While Pantheon-published Waiting, Ha Jin's China-set tale of an army doctor's years-long quest for a divorce, holds the spotlight thanks to its recent National Book Award win, Columbia University Press has also quietly been building modest yet significant success in a related arena with its Modern Chinese Literature from Taiwan series.

The third book in the series, the June release Notes of a Desolate Man, Chu T'ien-wen's elegiac novel about a contemporary Taiwanese gay man, was just selected as a New York Times Notable Book as well as a Los Angeles Times Best Book of the Year. Editorial director Jennifer Crewe told PW that the original series' first printings of 2,000 copies have been selling out fast, with quick reprints needed. Notes of a Desolate Man is now in its fourth printing.

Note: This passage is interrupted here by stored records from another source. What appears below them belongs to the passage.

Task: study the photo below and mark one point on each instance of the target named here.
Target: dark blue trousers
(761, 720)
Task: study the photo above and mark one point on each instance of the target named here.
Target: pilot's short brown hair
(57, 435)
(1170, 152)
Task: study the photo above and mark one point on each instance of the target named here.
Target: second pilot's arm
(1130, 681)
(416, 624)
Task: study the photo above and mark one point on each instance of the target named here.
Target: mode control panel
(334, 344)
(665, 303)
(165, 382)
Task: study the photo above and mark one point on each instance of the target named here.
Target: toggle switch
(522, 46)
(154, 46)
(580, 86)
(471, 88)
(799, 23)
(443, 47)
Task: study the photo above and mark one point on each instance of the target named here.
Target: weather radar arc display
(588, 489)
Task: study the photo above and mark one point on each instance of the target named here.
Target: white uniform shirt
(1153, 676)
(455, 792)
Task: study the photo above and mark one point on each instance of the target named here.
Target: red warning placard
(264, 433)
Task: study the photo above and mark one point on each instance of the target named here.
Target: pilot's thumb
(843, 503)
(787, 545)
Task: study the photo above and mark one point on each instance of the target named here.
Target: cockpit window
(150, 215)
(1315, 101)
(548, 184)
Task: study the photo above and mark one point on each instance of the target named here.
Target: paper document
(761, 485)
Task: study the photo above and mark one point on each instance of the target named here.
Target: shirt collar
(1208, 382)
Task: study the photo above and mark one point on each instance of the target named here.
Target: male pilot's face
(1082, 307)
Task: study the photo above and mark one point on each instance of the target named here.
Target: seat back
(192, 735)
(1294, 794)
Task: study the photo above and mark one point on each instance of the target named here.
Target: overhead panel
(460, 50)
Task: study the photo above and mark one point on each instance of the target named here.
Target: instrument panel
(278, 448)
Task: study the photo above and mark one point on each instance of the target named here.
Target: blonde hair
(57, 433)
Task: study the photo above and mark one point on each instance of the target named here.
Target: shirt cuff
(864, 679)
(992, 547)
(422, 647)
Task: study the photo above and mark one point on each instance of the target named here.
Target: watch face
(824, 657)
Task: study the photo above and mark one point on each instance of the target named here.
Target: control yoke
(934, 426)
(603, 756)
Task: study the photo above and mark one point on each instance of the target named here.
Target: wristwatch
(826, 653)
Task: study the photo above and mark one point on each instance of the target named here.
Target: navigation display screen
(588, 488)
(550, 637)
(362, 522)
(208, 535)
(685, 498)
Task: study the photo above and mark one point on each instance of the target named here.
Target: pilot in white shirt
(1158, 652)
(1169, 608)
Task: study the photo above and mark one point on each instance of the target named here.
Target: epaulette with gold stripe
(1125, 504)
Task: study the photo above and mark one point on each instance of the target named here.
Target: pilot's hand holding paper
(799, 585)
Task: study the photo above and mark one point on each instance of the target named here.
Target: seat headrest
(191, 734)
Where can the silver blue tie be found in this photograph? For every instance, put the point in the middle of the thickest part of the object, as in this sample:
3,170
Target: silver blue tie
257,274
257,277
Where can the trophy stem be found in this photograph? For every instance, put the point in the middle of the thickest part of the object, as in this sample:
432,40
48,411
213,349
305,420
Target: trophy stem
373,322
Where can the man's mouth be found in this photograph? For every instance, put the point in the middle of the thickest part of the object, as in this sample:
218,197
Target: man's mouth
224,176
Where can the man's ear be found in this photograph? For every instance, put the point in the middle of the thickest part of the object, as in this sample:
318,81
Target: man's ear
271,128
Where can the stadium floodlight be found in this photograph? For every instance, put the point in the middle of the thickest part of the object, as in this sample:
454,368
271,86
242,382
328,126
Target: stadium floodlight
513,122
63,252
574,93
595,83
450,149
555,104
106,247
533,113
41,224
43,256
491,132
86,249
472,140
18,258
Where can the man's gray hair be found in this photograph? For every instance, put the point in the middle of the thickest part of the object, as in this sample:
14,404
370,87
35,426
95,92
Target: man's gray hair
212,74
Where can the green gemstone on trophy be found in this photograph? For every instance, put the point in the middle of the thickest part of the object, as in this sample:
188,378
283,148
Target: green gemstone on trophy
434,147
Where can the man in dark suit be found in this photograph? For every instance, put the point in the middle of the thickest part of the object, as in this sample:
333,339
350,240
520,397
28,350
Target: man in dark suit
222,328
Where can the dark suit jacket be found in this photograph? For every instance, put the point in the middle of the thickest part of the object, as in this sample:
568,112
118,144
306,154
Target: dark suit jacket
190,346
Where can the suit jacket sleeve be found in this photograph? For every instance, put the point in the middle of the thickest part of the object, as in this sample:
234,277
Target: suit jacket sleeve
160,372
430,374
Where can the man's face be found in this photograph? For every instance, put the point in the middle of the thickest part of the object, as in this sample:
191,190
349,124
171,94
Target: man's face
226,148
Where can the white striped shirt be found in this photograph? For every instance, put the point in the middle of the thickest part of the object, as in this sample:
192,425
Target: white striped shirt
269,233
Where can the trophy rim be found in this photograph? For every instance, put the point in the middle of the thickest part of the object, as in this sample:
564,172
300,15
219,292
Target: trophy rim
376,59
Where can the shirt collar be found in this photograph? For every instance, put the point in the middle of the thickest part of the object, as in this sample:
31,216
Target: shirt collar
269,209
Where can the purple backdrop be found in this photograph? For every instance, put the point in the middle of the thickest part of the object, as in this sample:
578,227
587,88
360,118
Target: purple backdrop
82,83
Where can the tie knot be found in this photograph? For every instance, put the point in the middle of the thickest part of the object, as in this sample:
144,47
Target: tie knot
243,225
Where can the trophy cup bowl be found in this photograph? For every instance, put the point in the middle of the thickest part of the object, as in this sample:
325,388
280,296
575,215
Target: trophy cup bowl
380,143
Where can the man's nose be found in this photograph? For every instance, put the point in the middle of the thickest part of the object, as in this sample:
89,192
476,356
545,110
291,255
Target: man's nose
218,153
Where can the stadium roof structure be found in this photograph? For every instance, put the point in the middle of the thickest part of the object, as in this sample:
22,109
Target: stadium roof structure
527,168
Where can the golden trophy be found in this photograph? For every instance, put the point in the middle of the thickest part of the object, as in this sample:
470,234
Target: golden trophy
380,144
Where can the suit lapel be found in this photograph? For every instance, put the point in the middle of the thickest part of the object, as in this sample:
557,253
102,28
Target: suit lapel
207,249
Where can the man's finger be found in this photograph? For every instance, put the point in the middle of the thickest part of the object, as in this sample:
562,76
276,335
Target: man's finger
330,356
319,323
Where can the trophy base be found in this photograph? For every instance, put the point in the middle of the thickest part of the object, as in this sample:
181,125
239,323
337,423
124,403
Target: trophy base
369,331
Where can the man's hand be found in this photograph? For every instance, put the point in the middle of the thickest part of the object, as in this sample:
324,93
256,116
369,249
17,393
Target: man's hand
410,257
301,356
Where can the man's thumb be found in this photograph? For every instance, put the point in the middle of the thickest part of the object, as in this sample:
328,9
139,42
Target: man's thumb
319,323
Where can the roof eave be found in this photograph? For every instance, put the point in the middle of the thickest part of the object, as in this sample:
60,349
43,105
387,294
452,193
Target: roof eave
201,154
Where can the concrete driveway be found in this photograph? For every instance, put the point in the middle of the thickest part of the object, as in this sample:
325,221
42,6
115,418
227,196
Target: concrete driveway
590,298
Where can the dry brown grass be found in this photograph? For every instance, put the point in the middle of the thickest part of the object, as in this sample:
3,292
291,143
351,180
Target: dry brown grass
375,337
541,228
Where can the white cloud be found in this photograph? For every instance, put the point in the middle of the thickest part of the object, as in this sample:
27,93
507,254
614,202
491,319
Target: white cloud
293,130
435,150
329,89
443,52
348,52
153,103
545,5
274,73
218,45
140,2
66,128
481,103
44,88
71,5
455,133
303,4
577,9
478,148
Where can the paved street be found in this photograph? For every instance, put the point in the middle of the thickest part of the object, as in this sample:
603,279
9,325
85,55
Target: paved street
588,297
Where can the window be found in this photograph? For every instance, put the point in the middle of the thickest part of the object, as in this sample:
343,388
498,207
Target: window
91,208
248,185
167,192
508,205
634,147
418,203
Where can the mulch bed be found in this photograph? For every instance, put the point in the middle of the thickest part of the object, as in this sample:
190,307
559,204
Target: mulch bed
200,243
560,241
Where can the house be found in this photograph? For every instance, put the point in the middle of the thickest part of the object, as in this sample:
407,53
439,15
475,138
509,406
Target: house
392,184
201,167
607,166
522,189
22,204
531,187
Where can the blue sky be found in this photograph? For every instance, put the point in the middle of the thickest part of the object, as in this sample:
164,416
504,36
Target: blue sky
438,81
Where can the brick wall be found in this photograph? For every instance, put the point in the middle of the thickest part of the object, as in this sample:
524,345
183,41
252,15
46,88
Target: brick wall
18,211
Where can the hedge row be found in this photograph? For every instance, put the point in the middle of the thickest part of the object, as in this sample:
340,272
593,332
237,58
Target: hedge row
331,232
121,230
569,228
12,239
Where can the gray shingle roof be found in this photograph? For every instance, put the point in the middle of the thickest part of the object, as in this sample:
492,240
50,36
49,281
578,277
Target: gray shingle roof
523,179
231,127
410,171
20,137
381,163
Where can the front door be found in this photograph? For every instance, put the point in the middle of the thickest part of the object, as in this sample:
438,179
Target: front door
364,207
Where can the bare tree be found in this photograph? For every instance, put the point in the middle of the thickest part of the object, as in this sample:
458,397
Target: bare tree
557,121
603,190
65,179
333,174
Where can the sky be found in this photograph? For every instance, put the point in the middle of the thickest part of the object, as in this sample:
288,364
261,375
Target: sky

Another recent title in the series has also received critical acclaim: Cheng Ch'ing Wen's Three-Legged Horse, a collection of stories about small-town life in Taiwan, published last January, won the esteemed Kiriyama Pacific Rim Book Prize.

Columbia's series was launched in 1998 with Rose, Rose, I Love You, Wang Chen-ho's satiric tale of what happens when 300 U.S. soldiers come from Vietnam for a weekend of R&R at a Taiwanese resort town. It was the first novel by this popular Taiwanese author to be translated into English, and, indeed, that's the mission of this series, which is the brainchild of Columbia University Asian Studies professor David Der-wei Wang, who also serves as series editor. "We felt works from Taiwan were an under-represented area of translation," said Crewe.

Columbia expects to publish a total of 10 titles in the series, one each season, and is partially supported in its efforts by the Taiwanese CCK Foundation.

Next up, in March, is Hsaio Li-hung's A Thousand Moons on a Thousand Rivers, a Taiwanese family saga, that, when published in Taiwan in 1981, became an instant bestseller and went through more than 60 printings. Certainly Columbia can't expect that kind of activity here, but if the series' track record is any indication, the book should find a sizable audience. --J.Q.